Шли годы… Женщина притерпелась к жизни поселка и жила равнодушно, как живет в нем большинство людей. Появились дети, они требовали заботы и отрывали от грустных мыслей. Из тесной комнаты они переехали в этот светлый и легкий дом. Теперь это был их дом, их комнаты, и женщина все чаще думала о том, что не так уж и плохо жить у моря, где всегда тепло. Она утешала себя тем, что не каждому так везет, и мечты забывались. Ей даже не верилось, что она мечтала о большом городе, в котором и театры, и концерты. Неудивительно, что когда она случайно попала в такой город, то сразу устала от шума и сутолоки. Город больше не прельщал ее, и, возвратившись в поселок, она с тихой радостью снова предалась спокойной жизни. Каждый день находились какие-то новые заботы, каждый день был похож на все другие, и жизнь катилась…

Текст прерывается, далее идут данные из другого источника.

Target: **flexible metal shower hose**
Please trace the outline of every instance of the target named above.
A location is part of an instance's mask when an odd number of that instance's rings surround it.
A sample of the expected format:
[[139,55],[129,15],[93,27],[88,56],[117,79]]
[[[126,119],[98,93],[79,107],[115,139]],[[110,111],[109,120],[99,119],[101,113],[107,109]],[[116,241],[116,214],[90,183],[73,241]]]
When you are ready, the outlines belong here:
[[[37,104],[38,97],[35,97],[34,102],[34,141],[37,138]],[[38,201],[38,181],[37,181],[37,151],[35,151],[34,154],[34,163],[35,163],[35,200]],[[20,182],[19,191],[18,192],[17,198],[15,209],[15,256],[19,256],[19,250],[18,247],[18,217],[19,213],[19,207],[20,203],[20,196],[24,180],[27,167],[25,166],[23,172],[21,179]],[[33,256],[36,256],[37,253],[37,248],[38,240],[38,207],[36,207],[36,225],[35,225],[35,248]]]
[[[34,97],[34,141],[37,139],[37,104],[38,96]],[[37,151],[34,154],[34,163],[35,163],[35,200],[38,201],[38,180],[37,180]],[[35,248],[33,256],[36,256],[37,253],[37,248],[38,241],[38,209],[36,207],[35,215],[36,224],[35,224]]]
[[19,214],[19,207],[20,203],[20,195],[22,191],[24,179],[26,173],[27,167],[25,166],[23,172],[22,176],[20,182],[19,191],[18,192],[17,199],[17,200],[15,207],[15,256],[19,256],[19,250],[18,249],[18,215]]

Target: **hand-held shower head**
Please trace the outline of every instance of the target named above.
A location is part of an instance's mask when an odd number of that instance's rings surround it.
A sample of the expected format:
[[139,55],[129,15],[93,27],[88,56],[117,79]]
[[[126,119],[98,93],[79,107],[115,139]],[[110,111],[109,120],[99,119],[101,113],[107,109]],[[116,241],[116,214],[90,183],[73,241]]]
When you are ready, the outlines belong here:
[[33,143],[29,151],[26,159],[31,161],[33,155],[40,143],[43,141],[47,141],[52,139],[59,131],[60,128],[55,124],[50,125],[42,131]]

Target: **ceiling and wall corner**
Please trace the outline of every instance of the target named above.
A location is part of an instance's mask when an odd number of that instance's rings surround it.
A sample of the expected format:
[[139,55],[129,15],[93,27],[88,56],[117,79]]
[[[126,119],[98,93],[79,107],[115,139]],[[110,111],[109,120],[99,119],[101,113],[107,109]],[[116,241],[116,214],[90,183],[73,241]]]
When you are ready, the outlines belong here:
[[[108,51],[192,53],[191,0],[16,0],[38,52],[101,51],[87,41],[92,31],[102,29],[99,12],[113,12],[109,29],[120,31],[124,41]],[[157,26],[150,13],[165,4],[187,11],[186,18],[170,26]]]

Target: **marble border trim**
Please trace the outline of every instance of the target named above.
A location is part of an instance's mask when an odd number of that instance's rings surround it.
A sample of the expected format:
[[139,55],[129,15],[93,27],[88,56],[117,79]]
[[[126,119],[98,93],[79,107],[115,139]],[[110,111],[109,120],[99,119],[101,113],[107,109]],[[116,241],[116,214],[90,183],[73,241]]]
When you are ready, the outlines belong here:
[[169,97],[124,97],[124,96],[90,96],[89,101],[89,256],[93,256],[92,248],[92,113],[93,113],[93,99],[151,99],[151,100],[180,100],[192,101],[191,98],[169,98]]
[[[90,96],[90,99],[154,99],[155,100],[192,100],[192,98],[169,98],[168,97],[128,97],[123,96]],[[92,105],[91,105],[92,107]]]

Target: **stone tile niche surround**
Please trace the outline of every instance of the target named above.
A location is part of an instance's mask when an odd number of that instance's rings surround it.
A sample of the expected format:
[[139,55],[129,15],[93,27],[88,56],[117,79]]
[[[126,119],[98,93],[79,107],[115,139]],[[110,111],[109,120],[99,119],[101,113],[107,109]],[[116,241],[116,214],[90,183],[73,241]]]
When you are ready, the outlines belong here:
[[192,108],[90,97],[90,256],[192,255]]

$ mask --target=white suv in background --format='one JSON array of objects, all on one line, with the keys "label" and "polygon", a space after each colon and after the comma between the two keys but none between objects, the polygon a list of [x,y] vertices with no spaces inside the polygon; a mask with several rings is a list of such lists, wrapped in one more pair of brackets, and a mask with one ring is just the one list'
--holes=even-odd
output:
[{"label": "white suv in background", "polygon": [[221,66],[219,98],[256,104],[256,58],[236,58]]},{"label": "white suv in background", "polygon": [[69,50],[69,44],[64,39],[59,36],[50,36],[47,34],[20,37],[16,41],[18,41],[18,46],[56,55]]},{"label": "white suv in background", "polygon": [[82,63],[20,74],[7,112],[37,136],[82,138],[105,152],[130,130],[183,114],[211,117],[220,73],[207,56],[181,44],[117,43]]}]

Так думал я, сидя перед раскрытым окном, и смотрел на пустой двор, на дом. День все больше клонился к вечеру, тень шелковицы приходилась теперь на веранду, на дверь, за которой давно уже скрылась женщина, на окна… Мне было понятно, зачем эта женщина надела такое нарядное платье и на прическу потратила не меньше часа; ей совершенно негде показать себя, свои наряды, ей одиноко и тесно жить в этом доме, в поселке. Муж укатил, даже не взглянув на нее, и ей должно быть еще и обидно… В ее жизни не было ничего удивительного — так жили многие, но мне стало жаль женщину. Судя по тому, что я видел, она все еще ждала чего-то… Стало грустно от мыслей об этой женщине и оттого, что это чувство ожидания знакомо и мне: сколько раз думал я, что наступит день, когда все переменится… Вероятно, так думают многие. И неожиданно я ощутил какую-то вину перед этой женщиной. Похожее чувство возникает у меня, когда я встречаю на улице людей увечных, хромых или слепых и всякий раз ищу предлог помочь им хоть чем-то… Здесь же было совсем не то: красивая, здоровая и чужая, совсем чужая женщина вызвала во мне безотчетное чувство вины, больше того — мне хотелось сказать ей что-то, но что, я еще не знал, чувствовал только, что поговорить с ней очень важно для меня. Быть может, мне необходимо было убедиться, так ли все то, что я придумал?.. Прав ли я?.. А впрочем, был ли смысл в этих вопросах, ведь я же толком ничего не знал, видел только, как она развешивала белье… И тогда — впервые за то время, пока я следил за женщиной, и после, когда представлял ее жизнь, — я равнодушно посмотрел на исписанные листы, все так же лежавшие на столе, и подумал, что никакое сияние во всем его великолепии и блеске не может сравниться с единственной живой человеческой жизнью. Бортмеханик-то, наверное, знал об этом… Больше я не мог сидеть за столом, встал, походил по квартире, лег на кровать. Окно было далеко от меня, и я не видел, что происходило во дворике, да и происходило ли что. В руках у меня была книжка, одна из тех, что я всегда вожу с собою. Но читать я тоже не мог, перелистывал страницы, будто надеясь найти ответ. Какое-то беспокойство овладело мной, и я с удивлением вспоминал, что еще недавно меня радовали эта квартира, одиночество, свобода.